David Geffen’s $100 million gift buys naming rights at Avery Fisher

Wed Mar 04, 2015 at 2:53 pm
Avery Fisher Hall will be renamed David Geffen Hall with the start of the 2015-16 season.

Avery Fisher Hall will be renamed David Geffen Hall with the start of the 2015-16 season.

Lincoln Center announced Wednesday that Avery Fisher Hall will be renamed David Geffen Hall, after David Geffen, a New York–born film and music executive and philanthropist who has pledged $100 million towards the concert hall’s planned renovation. According to the New York Times, the agreement stipulates that the hall will bear Geffen’s name in perpetuity.

The change of name will become official with the start of the New York Philharmonic’s 2015–2016 season.  “This remarkable gift by David Geffen allows Lincoln Center to move forward with the transformation of our concert hall,” said Lincoln Center president Jed Bernstein in a press release. He said the gift also “ensures that it will continue to be a world-class home for the Philharmonic and a wide variety of other artists and live performances.”

Opened in 1962 as Philharmonic Hall, the New York Philharmonic’s home has been known as Avery Fisher Hall since 1973, when it was renamed in honor of philanthropist Avery Fisher.
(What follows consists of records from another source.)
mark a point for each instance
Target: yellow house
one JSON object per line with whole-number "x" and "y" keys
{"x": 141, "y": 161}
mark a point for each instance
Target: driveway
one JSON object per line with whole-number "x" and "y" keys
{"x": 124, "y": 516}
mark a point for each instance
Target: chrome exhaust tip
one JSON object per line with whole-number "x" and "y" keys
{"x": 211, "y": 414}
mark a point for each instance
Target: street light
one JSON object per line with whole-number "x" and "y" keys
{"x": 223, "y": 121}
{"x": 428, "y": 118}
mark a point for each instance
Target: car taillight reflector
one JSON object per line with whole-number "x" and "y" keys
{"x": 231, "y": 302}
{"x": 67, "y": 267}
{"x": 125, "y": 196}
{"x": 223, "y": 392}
Lincoln Center announced in November that the organization had reached an agreement with Fisher’s children to remove Fisher’s name from the building in return for a consideration of $15 million. This would allow the hall’s naming rights to be resold as part of a $500 million fundraising drive to finance an extensive renovation.

Beset by acoustical problems since it opened, the hall has been renovated twice in its history, in 1976 and 1992. The latest renovation, originally announced in 2004, is scheduled to begin in 2019, and will force the Philharmonic to leave its home for two seasons. The renovation will include an extensive redesign of the building’s interior and, like the previous renovations, will aim to improve the hall’s acoustics.
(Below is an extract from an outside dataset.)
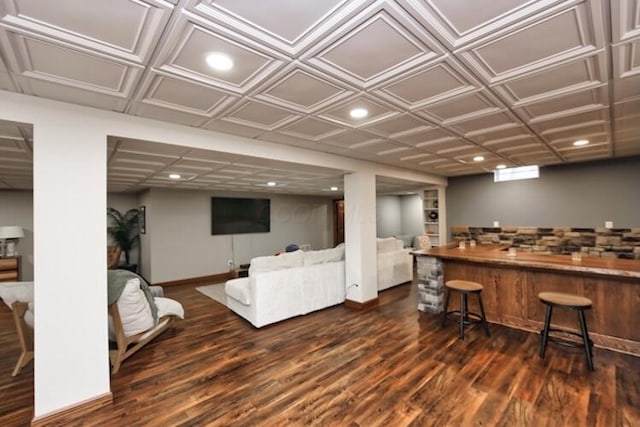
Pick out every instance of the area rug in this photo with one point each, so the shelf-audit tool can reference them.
(215, 292)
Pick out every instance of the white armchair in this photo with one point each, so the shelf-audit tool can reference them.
(395, 263)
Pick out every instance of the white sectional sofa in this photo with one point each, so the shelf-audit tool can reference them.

“We applaud David Geffen for making possible the creation of a dynamic, new home for the New York Philharmonic here at Lincoln Center, something so paramount in helping us achieve our vision of an Orchestra for the 21st Century,” said Philharmonic president Matthew VanBesien. “We look forward to working together with Lincoln Center to create a revitalized hall that will allow us to imagine new possibilities, reflecting the way in which our art form and audiences are evolving, and that will inspire the great legacy of musicians and artists who will grace its stage.”
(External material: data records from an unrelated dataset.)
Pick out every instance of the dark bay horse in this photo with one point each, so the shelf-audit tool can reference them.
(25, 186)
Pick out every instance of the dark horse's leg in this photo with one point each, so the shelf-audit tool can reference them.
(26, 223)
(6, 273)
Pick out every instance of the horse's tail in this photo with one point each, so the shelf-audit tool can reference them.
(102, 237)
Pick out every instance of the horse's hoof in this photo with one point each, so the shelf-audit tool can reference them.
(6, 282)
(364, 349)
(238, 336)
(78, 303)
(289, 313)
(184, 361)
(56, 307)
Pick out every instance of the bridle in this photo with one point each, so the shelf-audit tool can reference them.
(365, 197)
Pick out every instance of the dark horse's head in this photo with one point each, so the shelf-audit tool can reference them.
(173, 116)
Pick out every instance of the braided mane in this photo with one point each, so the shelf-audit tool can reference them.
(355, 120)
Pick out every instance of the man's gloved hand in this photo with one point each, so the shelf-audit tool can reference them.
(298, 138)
Geffen is best known as a record and Hollywood executive. He has produced recordings by artists including Cher, Guns N’ Roses, Nirvana, and Elton John, and produced such films as Interview with the Vampire and Little Shop of Horrors, as well as the TV series Beetlejuice. He has previously supported other arts organizations, and made a major gift to UCLA’s David Geffen School of Medicine.